Dari jumlah tersebut, akan dibagi menjadi dua tim yaitu pengamanan (Pam) dan pengawalan (Wal).
"Ada 80 personel yang akan kami siagakan. Rinciannya, 30 Brimob dan 50 personel dari Polrestro Jakpus. Tugasnya Pam dan Wal," ujar Kabid Humas PMJ, Komisaris Besar Awi Setiyono, Senin malam (1/8).
Rencananya, ratusan Bonek tersebut akan datang secara bertahap.
Sebanyak 106 orang akan tiba di Stasiun Senen menggunakan kereta Gaya Baru Malam dan 20 lainnya dengan kereta Gumarang pukul 02.00 WIB.
Lalu, 465 orang lagi akan menyusul menggunakan kereta Kertajaya yang diperkirakan tiba pukul 08.00 WIB.
Ratusan Bonek itu akan menggelar aksi di empat titik berbeda selama "Aksi Geruduk Jakarta" 2-4 Agustus 2016.Yaitu di Kantor Pusat PSSI, Kantor Kementerian Pemuda dan Olahraga, Istana Negara dan Hotel Mercure Ancol.
Demonstrasi di Kantor Kementerian Pemuda dan Olahraga dilakukan untuk meminta surat rekomendasi terkait pengakuan atas Persebaya 1927.
Selanjutnya, ratusan Bonek menggelar aksi di Hotel Mercure Ancol, Jakarta Utara.
"Massa suporter akan bergabung di Stasiun Koja Jakut," tutur Awi.
Di sela Kongres Luar Biasa (KLB) PSSI 2016 berlangsung, massa akan menuntut PSSI memasukkan Persebaya dalam kompetisi sepak bola musim depan.
Diperkirakan ada 3.000 lebih Bonek yang berasal dari sejumlah kota di Indonesia datang ke Jakarta.
Sebelum keberangkatannya, jajaran Polrestabes Surabaya dan Polda Jawa Timur telah memeriksa barang bawaan Bonek satu persatu. Sepuluh anggota kepolisian berpakaian lengkap dan reserse mengawal perjalanan massa Bonek ke Jakarta dengan kereta api.

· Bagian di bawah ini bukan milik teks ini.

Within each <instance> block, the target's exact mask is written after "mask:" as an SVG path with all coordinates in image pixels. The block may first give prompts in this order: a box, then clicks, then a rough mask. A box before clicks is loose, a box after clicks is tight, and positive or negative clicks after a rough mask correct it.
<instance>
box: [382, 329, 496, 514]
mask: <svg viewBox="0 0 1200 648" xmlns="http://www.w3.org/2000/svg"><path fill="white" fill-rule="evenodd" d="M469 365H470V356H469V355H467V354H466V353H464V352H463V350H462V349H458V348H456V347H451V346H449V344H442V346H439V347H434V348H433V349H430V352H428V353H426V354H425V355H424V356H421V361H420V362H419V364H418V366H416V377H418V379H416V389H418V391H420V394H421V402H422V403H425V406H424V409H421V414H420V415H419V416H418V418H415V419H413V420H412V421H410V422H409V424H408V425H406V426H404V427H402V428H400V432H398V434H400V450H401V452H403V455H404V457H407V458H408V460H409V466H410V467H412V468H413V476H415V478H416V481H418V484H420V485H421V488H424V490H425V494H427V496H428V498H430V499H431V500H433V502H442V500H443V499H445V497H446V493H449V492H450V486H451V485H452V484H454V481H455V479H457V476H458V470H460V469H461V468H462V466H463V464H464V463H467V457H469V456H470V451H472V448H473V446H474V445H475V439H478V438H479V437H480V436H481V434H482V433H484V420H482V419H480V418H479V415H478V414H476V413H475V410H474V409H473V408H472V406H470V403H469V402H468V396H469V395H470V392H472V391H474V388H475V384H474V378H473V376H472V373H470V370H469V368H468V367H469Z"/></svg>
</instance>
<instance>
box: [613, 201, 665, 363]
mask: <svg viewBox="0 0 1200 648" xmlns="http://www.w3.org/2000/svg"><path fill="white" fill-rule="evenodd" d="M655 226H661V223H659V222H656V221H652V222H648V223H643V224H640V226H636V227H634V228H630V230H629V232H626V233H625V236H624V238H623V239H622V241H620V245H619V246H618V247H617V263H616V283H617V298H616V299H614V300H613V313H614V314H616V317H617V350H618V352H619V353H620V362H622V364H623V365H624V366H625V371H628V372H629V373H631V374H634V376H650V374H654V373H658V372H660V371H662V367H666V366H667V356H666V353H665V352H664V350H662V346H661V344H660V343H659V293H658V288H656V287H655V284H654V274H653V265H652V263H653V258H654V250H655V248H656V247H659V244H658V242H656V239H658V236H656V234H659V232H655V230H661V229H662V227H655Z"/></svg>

Aparat kepolisian juga meminta agar Bonek melepas semua atribut untuk menghindari perselisihan dalam perjalanan selama di kereta.
Sebelumnya, aksi serupa dilakukan ribuan suporter Bonek saat Kongres PSSI 2015, di Hotel JW Marriott, Surabaya, Jawa Timur, tahun lalu.